I found myself frustrated by the way "ultra-processed" is described in detail but defined rather vaguely. This smells of "I wrote up a press release and called the scientist it told me to, my only quoted source" and it turns out that there is quite a controversy over what "ultra-processed" means. You can read all about on Wikipedia, which offers six different definitions.

Carlos Monteiro, working with a team of researchers at the University of São Paulo, first published the concept of ultra-processed foods:

Ultra-processed foods are basically confections of group 2 ingredients [substances extracted from whole foods], typically combined with sophisticated use of additives, to make them edible, palatable, and habit-forming. They have no real resemblance to group 1 foods [minimally processed foods], although they may be shaped, labelled and marketed so as to seem wholesome and 'fresh'. Unlike the ingredients included in group 2, ultra-processed foods are typically not consumed with or as part of minimally processed foods, dishes and meals. On the contrary, they are designed to be ready-to-eat (sometimes with addition of liquid such as milk) or ready-to-heat, and are often consumed alone or in combination (such as savoury snacks with soft drinks, bread with burgers).

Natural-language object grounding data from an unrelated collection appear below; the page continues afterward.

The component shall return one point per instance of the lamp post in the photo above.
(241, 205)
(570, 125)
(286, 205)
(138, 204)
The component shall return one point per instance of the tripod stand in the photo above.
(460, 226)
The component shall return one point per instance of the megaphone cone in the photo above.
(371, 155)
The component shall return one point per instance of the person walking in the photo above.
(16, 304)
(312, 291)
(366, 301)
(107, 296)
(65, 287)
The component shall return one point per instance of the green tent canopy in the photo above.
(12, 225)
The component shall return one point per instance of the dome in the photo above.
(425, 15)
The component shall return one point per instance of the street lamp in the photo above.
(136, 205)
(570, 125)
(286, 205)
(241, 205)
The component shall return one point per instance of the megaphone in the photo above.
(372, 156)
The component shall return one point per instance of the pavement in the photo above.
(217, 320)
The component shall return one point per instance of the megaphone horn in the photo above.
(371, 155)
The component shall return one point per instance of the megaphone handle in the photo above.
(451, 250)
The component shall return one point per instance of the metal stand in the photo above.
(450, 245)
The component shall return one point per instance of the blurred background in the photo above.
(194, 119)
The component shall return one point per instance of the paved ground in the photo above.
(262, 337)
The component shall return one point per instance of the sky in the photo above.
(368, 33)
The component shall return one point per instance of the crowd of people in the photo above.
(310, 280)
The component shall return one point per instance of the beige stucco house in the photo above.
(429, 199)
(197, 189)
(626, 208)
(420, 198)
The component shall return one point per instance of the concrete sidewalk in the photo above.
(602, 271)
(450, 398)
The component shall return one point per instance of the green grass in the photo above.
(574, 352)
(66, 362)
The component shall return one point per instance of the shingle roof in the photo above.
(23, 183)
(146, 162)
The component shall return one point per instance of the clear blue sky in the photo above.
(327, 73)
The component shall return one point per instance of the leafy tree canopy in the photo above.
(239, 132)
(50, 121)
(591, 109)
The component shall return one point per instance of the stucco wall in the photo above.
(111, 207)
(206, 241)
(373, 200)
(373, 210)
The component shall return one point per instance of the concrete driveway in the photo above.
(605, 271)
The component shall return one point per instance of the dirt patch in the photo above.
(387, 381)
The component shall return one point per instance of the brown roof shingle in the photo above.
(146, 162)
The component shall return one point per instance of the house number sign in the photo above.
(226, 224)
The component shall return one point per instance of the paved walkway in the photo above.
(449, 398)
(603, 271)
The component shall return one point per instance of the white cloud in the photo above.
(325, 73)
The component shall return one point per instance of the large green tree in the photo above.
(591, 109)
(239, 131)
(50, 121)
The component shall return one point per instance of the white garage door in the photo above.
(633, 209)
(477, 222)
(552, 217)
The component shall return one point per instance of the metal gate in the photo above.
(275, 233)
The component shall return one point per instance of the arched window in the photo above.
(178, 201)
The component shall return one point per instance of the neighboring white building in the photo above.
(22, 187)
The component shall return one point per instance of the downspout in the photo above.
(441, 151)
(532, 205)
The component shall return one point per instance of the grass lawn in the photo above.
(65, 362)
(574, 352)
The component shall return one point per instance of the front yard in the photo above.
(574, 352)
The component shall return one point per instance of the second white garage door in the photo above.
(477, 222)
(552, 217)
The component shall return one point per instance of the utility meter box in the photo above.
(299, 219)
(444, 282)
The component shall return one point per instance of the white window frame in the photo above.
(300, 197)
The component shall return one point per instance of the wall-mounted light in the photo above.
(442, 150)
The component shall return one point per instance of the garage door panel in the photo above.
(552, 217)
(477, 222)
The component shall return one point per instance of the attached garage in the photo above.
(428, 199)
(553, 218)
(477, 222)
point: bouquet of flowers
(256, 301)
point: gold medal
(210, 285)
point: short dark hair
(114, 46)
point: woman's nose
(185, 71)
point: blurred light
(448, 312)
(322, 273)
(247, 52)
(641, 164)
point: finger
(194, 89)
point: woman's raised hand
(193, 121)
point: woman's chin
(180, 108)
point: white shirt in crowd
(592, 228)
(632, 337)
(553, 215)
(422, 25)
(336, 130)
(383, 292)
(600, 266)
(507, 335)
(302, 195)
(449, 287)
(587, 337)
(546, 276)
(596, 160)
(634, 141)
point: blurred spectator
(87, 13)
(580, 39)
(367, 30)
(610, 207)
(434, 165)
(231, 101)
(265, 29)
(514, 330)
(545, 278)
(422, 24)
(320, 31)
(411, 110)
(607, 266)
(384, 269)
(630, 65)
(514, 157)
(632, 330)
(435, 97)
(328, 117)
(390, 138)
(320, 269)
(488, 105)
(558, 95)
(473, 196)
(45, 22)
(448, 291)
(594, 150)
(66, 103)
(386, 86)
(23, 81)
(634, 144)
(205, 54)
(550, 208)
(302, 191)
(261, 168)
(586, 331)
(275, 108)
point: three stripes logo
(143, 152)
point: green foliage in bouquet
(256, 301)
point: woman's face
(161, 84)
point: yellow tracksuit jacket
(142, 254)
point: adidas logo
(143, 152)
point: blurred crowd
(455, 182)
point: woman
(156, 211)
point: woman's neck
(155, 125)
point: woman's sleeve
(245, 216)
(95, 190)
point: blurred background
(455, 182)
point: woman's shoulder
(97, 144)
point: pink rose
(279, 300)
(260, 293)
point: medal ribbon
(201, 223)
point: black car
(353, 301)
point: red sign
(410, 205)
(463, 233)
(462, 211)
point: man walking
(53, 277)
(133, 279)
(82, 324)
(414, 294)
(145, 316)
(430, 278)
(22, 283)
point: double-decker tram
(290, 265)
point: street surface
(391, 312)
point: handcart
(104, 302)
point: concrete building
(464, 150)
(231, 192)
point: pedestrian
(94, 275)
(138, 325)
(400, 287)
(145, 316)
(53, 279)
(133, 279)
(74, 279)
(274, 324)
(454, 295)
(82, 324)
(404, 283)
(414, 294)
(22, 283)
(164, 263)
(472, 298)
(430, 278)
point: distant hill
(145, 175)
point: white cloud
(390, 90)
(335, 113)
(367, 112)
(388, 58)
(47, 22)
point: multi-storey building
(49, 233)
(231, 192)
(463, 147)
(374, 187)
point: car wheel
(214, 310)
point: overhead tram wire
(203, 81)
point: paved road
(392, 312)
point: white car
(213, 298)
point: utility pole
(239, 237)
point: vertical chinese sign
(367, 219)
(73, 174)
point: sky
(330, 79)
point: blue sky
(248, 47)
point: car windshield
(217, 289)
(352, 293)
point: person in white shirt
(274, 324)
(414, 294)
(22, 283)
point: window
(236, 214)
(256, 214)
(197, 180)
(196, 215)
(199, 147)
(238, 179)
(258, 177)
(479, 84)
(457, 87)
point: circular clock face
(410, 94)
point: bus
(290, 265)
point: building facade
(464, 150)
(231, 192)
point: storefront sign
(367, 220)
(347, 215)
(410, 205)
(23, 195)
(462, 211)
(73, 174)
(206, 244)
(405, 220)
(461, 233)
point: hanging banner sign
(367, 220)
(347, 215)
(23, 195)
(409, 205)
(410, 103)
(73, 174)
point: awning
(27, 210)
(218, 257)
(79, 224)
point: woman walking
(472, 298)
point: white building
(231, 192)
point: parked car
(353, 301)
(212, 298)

This definition is as much social as one based on specific ingredients, which makes the understanding of ultra-processed foods highly intuitive, even among untrained consumers. A letter responding to Monteiro's 2009 commentary suggested that the definition 'lacks precision', since it lacks the measurable definitions of traditional food science. Because of this, researchers disagree whether the definition can form a valid basis for scientific control. Researchers have developed a quantitative definition for hyperpalatable food, but not for ultra-processed food.

My rule, more a guideline, really, is "don't eat anything containing an ingredient with more than n syllables" where n is 4 except when it's that amazing Motor City Detroit pizza you can get at Target and for that I'll guzzle all the Glucolactonized Sodium Psychopentasiloxane they can shovel in me.